It was at this point that the audience was asked to make some big leaps in logic. Yes, these little schools were private but not private as we know it Jim!
To make the leap from “private” in the sense that these schools were outside the government system to “private” as the term is applied to independent schools in the western education system while popular with the audience, was a little beyond credulity. And a great irony is that while he extolled the virtue of the slum schools being really independent i.e. they received no support from the government, he at the same time asked the audience to see in these schools an implicit support for private education in the wealthy west where “independent schools” receive considerable sums of government funding which in comparison to the private schools of the slums puts them in an entirely different space.
But the sudience seemed not to mind as his stories were full of interest and his presentation professional and well-illustrated. The bigger leaps of logic were yet to come!
Tooley had a photo of a teacher, a teacher in a government school he claimed, with his head on the teacher’s desk asleep.
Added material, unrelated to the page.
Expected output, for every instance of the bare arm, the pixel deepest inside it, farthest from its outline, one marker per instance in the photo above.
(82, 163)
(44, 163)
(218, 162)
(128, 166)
Let’s assume that this person was a teacher, was asleep and that the desk was in a government school in the interests of getting to the point he made. This showed that all teachers in government schools were lazy and by extension incompetent. This was because they were paid too much and consequently this slumbering fellow proved that government schools were a waste of resources.
Well the facts speak otherwise in India where the issues are huge. I lazily googled India and education to quickly and effortlessly learn that India had increased primary education attendance rate and expanding literacy to approximately two thirds of the population. Its education system is cited as one of the main contributors to its economic rise, the benefits of which clearly do not reach the slums. I also learned that much of the progress in education has been credited to various private institutions. But wait a minute – I learn that the private education market in India is estimated to be worth $40 billion in 2008 and will increase to $68 billion by 2012. Surely this is not referring to the private schools of the slums. India, and of course we know this, must have an elite private education system as well located well away from the slums – just like New Zealand and most other countries where there is wealth.
In India, 35% of its population is still illiterate, only 15% of Indian students reach high school, and just 7% graduate. India’s post-secondary colleges offer only enough seats for 7% of India’s college-age population. The private schools of Tooley’s talk must make a difference, especially to the little ones who go to them but the issues faced by the country are of tsunami proportion.
New Zealand can’t be complacent. Some of the issues we face are growing at a pace that requires urgent intervention. One of these could be the establishment of private schools, independent schools, in our most disadvantaged communities. Somehow I do not think that those in the audience who clearly signalled their support for Tooley’s contention that governments should not be involved in education had that in mind. I wait with interest for New Zealand’s prestigious private schools to set up shop in the areas in which I work.